C. ÜSLÛP ÖZELLİKLERİ
Bir sanatçının mizacı, kültürü, içinde bulunduğu ruh hali, dış dünyaya bakışı, seslendiği kitleyle ilişkisi, dili kullanma şekli onun üslûbunu belirleyen en önemli unsurlardır (Artun 1996: 153).
Devran Baba’nın da üslûbunun belirlenmesinde onun içinde doğup büyüdüğü çevrenin, karakter özelliklerinin, kültürünün, şiirlerindeki kelime seçiminin, anlatım özellikleri ve anlatım kalıplarının kısacası dil malzemesini kullanma biçiminin etkili olduğu görülmektedir.
a. Kelime Kadrosu
Devran Baba’nın şiirlerinde âşıklık geleneğinin kelime kadrosunun yerel kelimelerle beslendiği dikkati çekmektedir. Dinî-tasavvufî konulu şiirlerinde ise Alevî-Bektaşî kültürünü yansıtan zengin bir kelime kadrosunun bulunduğu gözlenmektedir.

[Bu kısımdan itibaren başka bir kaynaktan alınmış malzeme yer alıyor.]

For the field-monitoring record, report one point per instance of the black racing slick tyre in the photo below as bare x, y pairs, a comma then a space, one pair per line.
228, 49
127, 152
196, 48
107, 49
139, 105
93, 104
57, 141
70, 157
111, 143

1. Maddî Aşkın İşlendiği Şiirler
Bülbül, gül, nergis gözlü, ruh, ömür, ateş, derbeder, viran, gönül şehri, baykuş, felek, aşkın zehiri, dağ, can, cellat, yara, zehir sarısı, sine, baykuş, gurbet, hasretlik acısı, beden, alın (alınyazı).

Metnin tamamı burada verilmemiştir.